Full CV View Baidu Bio (in Chinese) *
* Baidu now does not allow me to update, so the info there is dated, but it links to my dad's bio.
✍ Hi, welcome to my site. I am a Chinese, by ethnic origin, teaching linguistics at SOAS, London. I was born in Beijing but grew up in the city of Shanghai (so I am a native speaker of Shanghainese), where I had my education up to M.A.1 Then I worked at Fudan University teaching English and introduction to linguistics. I left Fudan in 1989 and studied for a Ph.D. in linguistics at University College, London, while also taking courses and receiving supervision at SOAS.2 After that, and in fact before submitting the thesis, I found a job at Hong Kong Polytechnic University, so I left London to teach in Hong Kong for the next 22 years (long enough for me to learn Cantonese). In August, 2015, I was hired by SOAS Department of Linguistics. In between, I also spent four years at Surrey, British Columbia, on and off. Now I teach semantics, pragmatics, Chinese linguistics, and general linguistics. I mainly work on logical and formal treatments of meaning and use, with special relevance to the analysis of Chinese. At the same time, I try to be an all-rounder in Chinese linguistics, with focus on Chinese grammar, of Mandarin and other Chinese languages. There were times in the past when I was asked to teach Lingusitic Theories of Translation elsewhere. I am now teaching something similar at SOAS, applying theory to the English-Chinese translation practice. I am also interested in Chinese rhetoric and literature-related linguistic studies, even though I am no longer required to teach in these areas. Another module I have launched here at SOAS is Discourse and Pragmatics, which in fact are two separate areas, but I am trying to teach it as if they were two sides of the same coin! In addition to English, I speak Shanghainese, Mandarin, some Cantonese, and a dialect in Zhejiang called Haining dialect. I learnt French, Latin and German to varying degrees of familiarity. Overall, I like to consider myself as a semantic botanist3, a street-fighting logician4, and a worker on Chinese languages5 and general linguistics.
1. I give my thanks to all my teachers at Fudan University, including several British communists who taught there as "foreign experts".
2. In the lat 80's and early 90's, there was virtually free education among London University colleges, even free exchanges of doctoral supervision, from which I benefitted a lot -- I also took several courses and attended seminars at Dept of Computing, Imperial College, London, on applied logics. I wish to register my gratitude here to my teachers from all the three colleges.

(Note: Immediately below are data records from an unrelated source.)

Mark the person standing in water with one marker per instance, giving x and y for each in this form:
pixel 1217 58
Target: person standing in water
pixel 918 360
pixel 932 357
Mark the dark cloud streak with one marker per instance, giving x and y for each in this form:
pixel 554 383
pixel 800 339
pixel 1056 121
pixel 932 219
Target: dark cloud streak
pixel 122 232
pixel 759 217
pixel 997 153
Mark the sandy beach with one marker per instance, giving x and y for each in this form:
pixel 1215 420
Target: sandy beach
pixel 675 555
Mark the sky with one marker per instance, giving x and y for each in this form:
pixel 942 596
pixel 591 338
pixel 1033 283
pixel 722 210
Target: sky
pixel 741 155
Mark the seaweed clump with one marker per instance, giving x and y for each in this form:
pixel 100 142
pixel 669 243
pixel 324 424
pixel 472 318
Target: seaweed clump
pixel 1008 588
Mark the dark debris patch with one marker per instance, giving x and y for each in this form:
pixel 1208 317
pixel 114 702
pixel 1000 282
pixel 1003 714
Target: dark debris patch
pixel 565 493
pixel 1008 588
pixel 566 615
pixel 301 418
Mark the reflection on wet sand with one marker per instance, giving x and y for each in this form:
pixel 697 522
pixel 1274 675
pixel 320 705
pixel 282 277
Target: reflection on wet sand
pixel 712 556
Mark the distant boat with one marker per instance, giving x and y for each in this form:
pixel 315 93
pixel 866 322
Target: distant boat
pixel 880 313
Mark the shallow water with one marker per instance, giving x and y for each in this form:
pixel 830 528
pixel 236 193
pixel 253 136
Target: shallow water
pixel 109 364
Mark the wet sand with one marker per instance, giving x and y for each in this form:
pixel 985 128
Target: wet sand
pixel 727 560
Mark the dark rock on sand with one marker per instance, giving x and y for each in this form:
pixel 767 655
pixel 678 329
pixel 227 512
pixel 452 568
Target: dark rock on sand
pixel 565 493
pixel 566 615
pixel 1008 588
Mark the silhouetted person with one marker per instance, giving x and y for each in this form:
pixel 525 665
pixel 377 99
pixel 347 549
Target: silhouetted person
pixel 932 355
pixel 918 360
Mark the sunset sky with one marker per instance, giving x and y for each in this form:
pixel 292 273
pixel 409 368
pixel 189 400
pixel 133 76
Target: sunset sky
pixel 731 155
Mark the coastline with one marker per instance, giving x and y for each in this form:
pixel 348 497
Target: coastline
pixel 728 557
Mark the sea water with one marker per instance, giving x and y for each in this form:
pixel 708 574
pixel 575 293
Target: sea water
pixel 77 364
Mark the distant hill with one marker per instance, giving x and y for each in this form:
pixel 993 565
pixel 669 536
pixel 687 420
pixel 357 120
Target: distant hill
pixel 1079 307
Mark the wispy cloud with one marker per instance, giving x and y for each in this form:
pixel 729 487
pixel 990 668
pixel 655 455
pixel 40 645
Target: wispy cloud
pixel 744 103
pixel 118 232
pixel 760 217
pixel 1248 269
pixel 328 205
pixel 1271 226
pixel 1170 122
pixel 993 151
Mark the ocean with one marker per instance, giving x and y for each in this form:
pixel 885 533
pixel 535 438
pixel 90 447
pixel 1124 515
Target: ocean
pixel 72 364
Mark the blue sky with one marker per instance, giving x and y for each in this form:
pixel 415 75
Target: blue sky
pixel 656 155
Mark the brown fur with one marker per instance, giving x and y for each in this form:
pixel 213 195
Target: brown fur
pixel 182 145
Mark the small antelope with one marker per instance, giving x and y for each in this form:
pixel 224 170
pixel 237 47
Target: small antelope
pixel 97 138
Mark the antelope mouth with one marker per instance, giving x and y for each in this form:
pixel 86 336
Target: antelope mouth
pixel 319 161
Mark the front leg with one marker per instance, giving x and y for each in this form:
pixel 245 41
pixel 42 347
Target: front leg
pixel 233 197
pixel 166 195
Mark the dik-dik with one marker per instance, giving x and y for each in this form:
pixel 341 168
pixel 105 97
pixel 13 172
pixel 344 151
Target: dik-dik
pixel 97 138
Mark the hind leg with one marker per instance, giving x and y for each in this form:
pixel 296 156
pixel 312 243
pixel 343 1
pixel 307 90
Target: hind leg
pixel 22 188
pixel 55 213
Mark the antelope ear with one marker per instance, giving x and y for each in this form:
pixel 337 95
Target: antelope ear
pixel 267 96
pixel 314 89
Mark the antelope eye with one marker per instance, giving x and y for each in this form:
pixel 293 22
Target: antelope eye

My study in London was supported by the Sino-British Friendship Scholarship Scheme, to which I am deeply grateful. [For the SBFSS, the British Government contributed the tuition and the book allowance through the British Council, the Chinese Government contributed the living allowance, and Sir Yue-Kong Pao, Hong Kong, contributed the travelling expenses.]
3. By that, I mean I am interested in the study of semantic facts and their fine-grained analysis.
4. Which means I learn whatever I can understand the techniques of logic and use them for linguistic analysis.
5. I take Chinese as consisting of many languages rather than just one Putonghua (General Mandarin) plus all other Han languages as "dialects" by the official decree.